Dos intelectuais revolucionários, a terceira classe, diz que êles assumem "o contrôle do processo da industrialização e da sociedade como um todo substituindo a velha elite e a velha cultura por uma nova classe e uma nova cultura". Mas assinala que, ao contrário da classe média, "essa nova classe funda-se numa rígida ideologia, segundo a qual a nova sociedade é inevitável. Essa nova sociedade é a sociedade totalmente identificada com a nova tecnologia e com as relações econômicas e sociais mais compatíveis com o seu máximo desenvolvimento".

Nacionalistas

Dos administradores coloniais pouco fala o Professor Anísio em seu estudo, pois tal tipo de industrialização não se aplica ao caso brasileiro. Aprecia, portanto, a quinta classe, a dos líderes nacionalistas, cujo movimento "pode servir para a conquista do poder, mas não encerra pròpriamente uma teoria de ação". E assegura que aqui, "a falta de um programa coerente de ação lança a sociedade nos braços de personalidades carismáticas e o povo, numa atitude de expectativa de milagres.

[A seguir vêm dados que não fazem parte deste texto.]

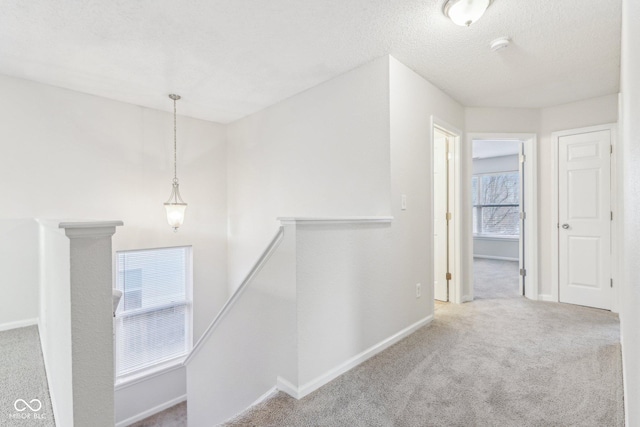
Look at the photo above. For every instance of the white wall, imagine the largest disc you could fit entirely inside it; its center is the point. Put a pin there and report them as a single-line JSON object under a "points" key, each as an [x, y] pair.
{"points": [[630, 130], [349, 298], [323, 152], [543, 122], [19, 265], [413, 102], [71, 155], [253, 344]]}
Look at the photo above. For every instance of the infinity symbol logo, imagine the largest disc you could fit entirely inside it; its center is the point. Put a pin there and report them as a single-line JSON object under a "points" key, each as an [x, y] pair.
{"points": [[21, 403]]}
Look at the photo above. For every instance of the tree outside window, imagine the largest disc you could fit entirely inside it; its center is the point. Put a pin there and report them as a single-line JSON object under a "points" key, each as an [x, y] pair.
{"points": [[496, 204]]}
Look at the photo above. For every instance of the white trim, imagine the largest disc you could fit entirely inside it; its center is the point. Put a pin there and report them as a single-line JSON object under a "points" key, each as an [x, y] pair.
{"points": [[287, 387], [18, 324], [501, 258], [555, 269], [148, 373], [45, 358], [332, 374], [334, 220], [152, 411], [259, 400], [530, 141], [456, 245]]}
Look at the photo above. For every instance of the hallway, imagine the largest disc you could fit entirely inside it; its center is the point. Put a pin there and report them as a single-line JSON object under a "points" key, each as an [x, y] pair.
{"points": [[502, 360]]}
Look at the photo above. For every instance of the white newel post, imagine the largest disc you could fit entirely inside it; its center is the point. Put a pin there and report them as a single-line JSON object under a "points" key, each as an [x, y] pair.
{"points": [[91, 321]]}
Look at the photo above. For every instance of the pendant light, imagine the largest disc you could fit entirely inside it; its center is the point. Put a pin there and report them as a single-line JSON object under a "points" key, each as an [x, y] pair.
{"points": [[175, 206]]}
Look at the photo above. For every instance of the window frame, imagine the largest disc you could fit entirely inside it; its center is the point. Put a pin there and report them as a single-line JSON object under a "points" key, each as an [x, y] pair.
{"points": [[166, 364], [478, 217]]}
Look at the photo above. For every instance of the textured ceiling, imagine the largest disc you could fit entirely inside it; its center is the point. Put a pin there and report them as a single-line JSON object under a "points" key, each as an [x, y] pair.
{"points": [[229, 58]]}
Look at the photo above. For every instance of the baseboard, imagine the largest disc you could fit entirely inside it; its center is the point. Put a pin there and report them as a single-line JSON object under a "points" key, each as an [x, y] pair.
{"points": [[259, 400], [45, 358], [500, 258], [150, 412], [286, 387], [313, 385], [625, 383], [18, 324]]}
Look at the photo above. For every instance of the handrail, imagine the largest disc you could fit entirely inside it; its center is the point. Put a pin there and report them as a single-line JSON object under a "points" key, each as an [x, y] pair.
{"points": [[227, 306]]}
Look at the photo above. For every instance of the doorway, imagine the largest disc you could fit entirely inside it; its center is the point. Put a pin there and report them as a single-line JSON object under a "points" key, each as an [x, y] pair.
{"points": [[443, 196], [446, 260], [497, 190], [520, 223]]}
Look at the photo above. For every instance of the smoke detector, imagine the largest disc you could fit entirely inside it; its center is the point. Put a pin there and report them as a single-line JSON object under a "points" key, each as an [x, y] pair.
{"points": [[500, 43]]}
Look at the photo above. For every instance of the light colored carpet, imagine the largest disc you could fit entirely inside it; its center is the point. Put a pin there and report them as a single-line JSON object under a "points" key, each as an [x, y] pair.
{"points": [[176, 416], [22, 376], [501, 360], [495, 278]]}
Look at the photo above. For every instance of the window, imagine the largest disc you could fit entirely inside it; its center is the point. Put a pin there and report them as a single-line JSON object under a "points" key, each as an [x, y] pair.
{"points": [[153, 321], [496, 204]]}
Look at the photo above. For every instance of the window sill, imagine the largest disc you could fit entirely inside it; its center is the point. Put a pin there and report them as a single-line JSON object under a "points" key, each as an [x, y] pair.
{"points": [[496, 238], [150, 372]]}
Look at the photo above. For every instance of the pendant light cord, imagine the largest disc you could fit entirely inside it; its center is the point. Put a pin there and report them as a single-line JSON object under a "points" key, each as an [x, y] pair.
{"points": [[175, 144]]}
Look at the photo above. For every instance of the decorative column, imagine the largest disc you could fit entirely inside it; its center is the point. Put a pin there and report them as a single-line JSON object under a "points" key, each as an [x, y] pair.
{"points": [[91, 321]]}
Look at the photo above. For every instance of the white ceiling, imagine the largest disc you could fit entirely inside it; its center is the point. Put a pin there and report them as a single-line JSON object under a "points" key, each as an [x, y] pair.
{"points": [[229, 58], [484, 148]]}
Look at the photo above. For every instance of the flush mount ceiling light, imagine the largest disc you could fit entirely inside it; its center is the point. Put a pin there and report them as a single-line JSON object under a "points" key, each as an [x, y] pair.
{"points": [[175, 206], [499, 43], [465, 12]]}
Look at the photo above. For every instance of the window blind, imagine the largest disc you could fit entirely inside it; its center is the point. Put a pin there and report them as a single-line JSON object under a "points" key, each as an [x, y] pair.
{"points": [[153, 320], [496, 204]]}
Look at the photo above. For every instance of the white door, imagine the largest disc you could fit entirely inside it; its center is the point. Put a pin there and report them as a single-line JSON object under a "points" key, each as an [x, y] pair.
{"points": [[584, 164], [440, 204]]}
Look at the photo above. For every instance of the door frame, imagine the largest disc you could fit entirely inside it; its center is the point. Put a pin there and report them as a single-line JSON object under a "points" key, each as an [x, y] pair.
{"points": [[455, 243], [530, 146], [615, 208]]}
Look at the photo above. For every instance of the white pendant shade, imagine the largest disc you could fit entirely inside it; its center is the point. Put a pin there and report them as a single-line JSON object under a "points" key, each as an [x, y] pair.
{"points": [[465, 12], [175, 206], [175, 214]]}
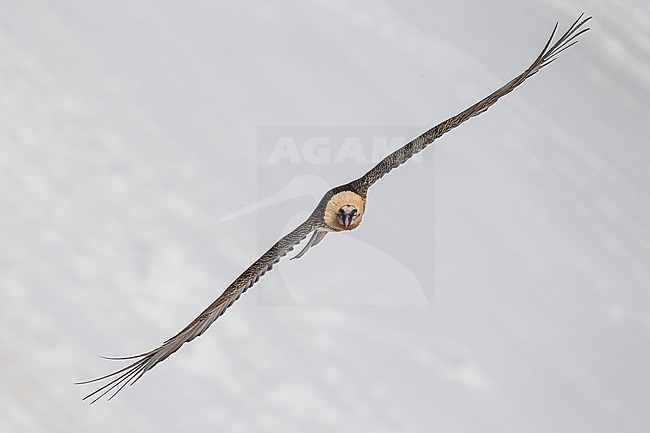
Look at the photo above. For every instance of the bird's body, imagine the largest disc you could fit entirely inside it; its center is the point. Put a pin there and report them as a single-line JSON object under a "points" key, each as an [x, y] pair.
{"points": [[341, 209]]}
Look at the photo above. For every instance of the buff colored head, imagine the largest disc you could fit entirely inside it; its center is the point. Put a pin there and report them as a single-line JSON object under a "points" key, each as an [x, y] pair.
{"points": [[344, 211]]}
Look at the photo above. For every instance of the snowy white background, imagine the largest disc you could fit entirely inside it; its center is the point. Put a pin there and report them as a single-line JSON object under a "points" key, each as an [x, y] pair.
{"points": [[127, 131]]}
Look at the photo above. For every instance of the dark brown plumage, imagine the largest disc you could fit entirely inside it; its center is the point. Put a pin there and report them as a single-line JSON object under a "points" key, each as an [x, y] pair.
{"points": [[349, 199]]}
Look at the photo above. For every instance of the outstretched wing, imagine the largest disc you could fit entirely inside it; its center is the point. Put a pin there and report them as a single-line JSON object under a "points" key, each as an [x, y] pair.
{"points": [[148, 360], [402, 154]]}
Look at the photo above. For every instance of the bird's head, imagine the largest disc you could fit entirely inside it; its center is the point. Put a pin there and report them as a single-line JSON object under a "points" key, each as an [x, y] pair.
{"points": [[344, 211], [346, 215]]}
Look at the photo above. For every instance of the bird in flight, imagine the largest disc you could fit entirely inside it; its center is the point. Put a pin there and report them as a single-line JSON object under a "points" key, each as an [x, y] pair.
{"points": [[342, 208]]}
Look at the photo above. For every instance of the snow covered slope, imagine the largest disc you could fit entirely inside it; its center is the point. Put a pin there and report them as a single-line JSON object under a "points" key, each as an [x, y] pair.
{"points": [[509, 294]]}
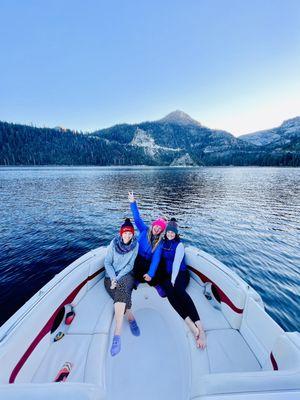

Os objetivos são extravagantes, episódicos e espetaculares". E conclui: "por isso mesmo, a tendência do nacionalismo é de confiar ao Estado a direção do seu esfôrço.

O Professor Anísio Teixeira termina por situar o Brasil, após isto, na seguinte indagação: "Não é verdade que logo sentimos quanto o nosso esfôrço participa de uma liderança da classe média e de liderança nacionalista?"